Sehr merkwürdige und seltsame Aussagen.Ich glaube er hat Syd Barrett vergöttert und wenn ich ihn richtig verstanden habe war ja wohl nach DARK SIDE… für ihn Schluss.Na,jeder sowie er es mag.
Ich kann nicht allzuviel damit anfangen.
Na denn
Lg
Achim
Es gibt sogar Leute, die der Meinung sind, dass nach Atom Heart Mother die guten musikalischen Zeiten von PF zuende waren! Das trifft auf jeden Fall für die psychedelische Musik zu, was damit auch wohl gemeint ist …
Gruss, Rudi
Das schöne und zugleich faszinierendste an unserer Lieblingsband ist ja eben genau dass sie so viele Phasen durchlebten mit denen sich der eine mal mehr, mal weniger anfreunden kann. Das führt manchmal zu sehr kuriosen Aussagen, die spätere Alben direkt in die Ramschecke stellen, ohne sie vielleicht mal mit Verstand gehört zu haben. Andererseits ist es mir aber lieber, als mit Leuten über Pink Floyd zu reden, deren Einsicht in die Welt dieser Gruppe aus dem Song “Another Brick in the Wall Pt. II” besteht…

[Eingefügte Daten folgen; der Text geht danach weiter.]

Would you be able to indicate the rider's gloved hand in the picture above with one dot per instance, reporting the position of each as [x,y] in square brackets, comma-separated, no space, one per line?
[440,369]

Da stimme ich Dir zu, Timo. Und es gibt ja hier sowohl die “Gnade der frühen Geburt” wie auch der “späten”: Die Älteren haben alle Phasen und Wandlungen der Band miterlebt, sind abgesprungen oder der Gruppe durch die Jahrzehnte gefolgt – Jüngere haben sich die floydsche Geschichte retrospektiv erschlossen. Letzteres fällt sicherlich in allen Facetten leichter. Der spätgeborene Fan hat sich nicht jahrelang an einen Stil und eine Platte gewöhnen können; die vielen “Kulturschocks” der Älteren, die bei jeder Veröffentlichung etwas anderes erwartete, bleiben ihm erspart. In meinen Augen relativiert das Kittlers Bemerkungen zu The Wall, die ich ansonsten, um ehrlich zu sein, genauso en passant als borniert abtun würde, wie er sie gemacht hat.

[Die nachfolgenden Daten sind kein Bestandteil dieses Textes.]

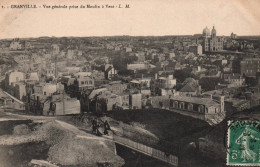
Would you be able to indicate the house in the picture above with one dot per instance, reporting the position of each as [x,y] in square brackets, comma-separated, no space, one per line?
[46,89]
[110,73]
[108,101]
[61,104]
[117,88]
[198,107]
[234,79]
[15,45]
[7,101]
[13,77]
[190,87]
[81,85]
[33,76]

Recht bemerkenswert, insbesondere nach der 3 SAT Doku vom letzten Sonntag, finde ich seine Bemerkung: “…als Dave Gilmour aus dem Bett von Brigitte Bardot zu Pink Floyd wechselte…” Dieser Sachverhalt, sofern tatsächlich zutreffend, wäre neu für mich. In der besagten Doku wurde ja u.a. gesagt, wie Gilmour und Barrett in St. Tropez auf der Strasse musizierten und bettelten, währenddessen die Bardot bereits zum Weltstar aufstieg und dort ein Haus bezog. Wie kam er dann – bei diesen nicht gerade marginalen wirtschaftlichen Unterschieden – in deren Bett? Ist darüber von anderer Seite her mal was überliefert worden? Aus Gilmours Mund oder Feder habe ich davon noch nie etwas gehört bzw. gelesen. Nun ja, auch kein Wunder, denn wenn es tatsächlich wahr wäre, schätze ich ihn als absoluten Gentleman ein, der über sowas selbstverständlich schweigt :-)) Rein äusserlich, nämlich topaussehend wie die beiden Anfang der 60er Jahre waren, würde es aber schon sehr passen.
Dito Sunny,
auch ich habe mir Kittlers Äußerung zu The Wall 80/81 in Dortmund ein zweites, sowie drittes Mal angehört. Schon allein aus dem Grunde, da ich dem „mißraten Stück Schwachsinn“ damals auch beiwohnte. Und ich gebe dir Recht, hier schwingt im gewissen Maße „etwas“ Borniertheit mit. Ich hatte das Glück, Kittlers Aussagen, entsprechend der Reihenfolge ihrer Entstehung, priomo den Aufsatz (82’), secundo das (leider exzerpierte) Statement (10’ o. 11’), gelesen / gesehen zu haben, somit war es mir wiederum ein Leichtes mit einem lachenden Auge darüber hinwegsehen zu können.
Ferner kommt mir diese Form von ‚borniertem Absolutismus’ irgendwie bekannt vor:
“Just rubbish … nonsense from beginning to end.” (Roger Waters on ‘The Division Bell’)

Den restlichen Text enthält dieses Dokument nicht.